主办单位: 中国人民大学数学科学研究院/数学学院
2022春季人民大学偏微方程小型研讨会II
日程安排
2022年06月25日,周六,下午 |
|
腾讯会议ID:432-271-941 |
|
时间 |
会议内容 |
|
主持人:周蜀林(北京大学) |
14:20-15:05 |
陶有山(上海交通大学) |
15:05-15:50 |
伏升茂(西北师范大学) |
15:50-16:00 |
休息 |
|
主持人: 李玉祥(东南大学) |
16:00-16:45 |
姚珧(新加坡国立大学) |
16:45-17:30 |
闫建璐(南京航空航天大学) |
《2022春季人民大学偏微方程小型研讨会2》
报告题目与摘要
自食、扩散和交错扩散
伏升茂
西北师范大学
报告摘要:主要介绍自食、线性自扩散、分数型交错扩散和食饵趋向对捕食者-食饵阶段结构模型动力学性态的影响。
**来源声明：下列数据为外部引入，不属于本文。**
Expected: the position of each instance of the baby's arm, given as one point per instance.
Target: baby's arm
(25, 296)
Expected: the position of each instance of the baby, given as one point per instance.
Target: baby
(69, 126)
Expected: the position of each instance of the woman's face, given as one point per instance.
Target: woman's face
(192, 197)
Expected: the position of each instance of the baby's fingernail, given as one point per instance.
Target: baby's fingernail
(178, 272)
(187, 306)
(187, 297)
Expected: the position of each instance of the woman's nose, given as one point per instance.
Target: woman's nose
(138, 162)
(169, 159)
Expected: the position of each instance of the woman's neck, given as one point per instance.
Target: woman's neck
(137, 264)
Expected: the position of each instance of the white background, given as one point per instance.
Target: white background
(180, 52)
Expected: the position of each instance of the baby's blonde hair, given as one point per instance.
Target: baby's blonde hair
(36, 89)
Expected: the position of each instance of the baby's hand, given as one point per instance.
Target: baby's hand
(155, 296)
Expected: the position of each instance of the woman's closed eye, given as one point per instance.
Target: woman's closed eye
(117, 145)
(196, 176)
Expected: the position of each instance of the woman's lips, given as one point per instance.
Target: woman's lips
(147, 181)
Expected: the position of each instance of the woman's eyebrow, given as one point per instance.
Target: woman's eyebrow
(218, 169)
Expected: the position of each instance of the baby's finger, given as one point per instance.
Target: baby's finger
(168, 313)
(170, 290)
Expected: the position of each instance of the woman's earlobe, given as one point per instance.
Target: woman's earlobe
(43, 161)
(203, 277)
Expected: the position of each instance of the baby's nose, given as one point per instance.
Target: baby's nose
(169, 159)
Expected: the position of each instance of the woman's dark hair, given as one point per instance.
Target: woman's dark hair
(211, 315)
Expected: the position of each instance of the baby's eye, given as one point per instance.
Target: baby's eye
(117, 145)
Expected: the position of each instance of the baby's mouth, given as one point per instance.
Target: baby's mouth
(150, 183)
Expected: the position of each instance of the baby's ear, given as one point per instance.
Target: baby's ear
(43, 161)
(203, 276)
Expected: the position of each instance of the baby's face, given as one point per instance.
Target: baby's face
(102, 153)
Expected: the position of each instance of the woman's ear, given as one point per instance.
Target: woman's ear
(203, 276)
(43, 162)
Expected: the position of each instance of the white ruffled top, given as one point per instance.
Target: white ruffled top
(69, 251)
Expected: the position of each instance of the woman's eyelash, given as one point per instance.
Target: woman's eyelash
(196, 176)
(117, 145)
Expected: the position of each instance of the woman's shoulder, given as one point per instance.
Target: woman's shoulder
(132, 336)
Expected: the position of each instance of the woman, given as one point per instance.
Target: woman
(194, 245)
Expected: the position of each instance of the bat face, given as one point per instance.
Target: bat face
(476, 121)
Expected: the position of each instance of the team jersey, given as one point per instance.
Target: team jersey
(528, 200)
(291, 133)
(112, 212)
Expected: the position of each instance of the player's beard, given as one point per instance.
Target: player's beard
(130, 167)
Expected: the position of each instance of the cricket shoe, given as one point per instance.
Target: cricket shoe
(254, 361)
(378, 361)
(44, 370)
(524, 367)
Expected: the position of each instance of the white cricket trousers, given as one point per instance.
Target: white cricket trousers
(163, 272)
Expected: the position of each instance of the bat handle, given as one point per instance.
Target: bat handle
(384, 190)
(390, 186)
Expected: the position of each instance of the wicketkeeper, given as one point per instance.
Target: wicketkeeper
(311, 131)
演讲人简介:伏升茂,现任西北师范大学数学与统计学院教授、博士研究生导师、中国生物数学学会常务理事。主要研究方向为偏微分方程与生物数学,共撰写和发表论文80余篇。主持完成4项、参与完成6项国家自然科学基金。曾获西北师范大学教学名师奖等。
On Keller-Segel-type systems with signal-dependent motilities
陶有山
上海交通大学
报告摘要:This lecture begins with briefly reviewing some boundedness and blow-up results on the Keller-Segel-production systems with signal-density suppressed motilities. Then, this talk reports a recent co-work, with Michael Winkler (Paderborn), on global weak solvability for a Keller-Segel-consumption system involving singularly signal-dependent motilities.
演讲人简介:陶有山,上海交通大学数学科学学院特聘教授。曾先后于南京大学、复旦大学、苏州大学分别获得数学学士、硕士和博士学位。主要研究方向为偏微分方程,特别是趋化交叉扩散方程,已在JEMS, PLMS, JFA, ANIHPC, SIMA, SIAP, Inverse Problems等国际数学期刊上发表论文90余篇,MR引用3400余次;2018-2021年连续四年入选科睿唯安“全球高被引科学家”; 现担任2份国际期刊Nonlinear Analysis: RWA和EMS Surveys in Mathematical Sciences的编委。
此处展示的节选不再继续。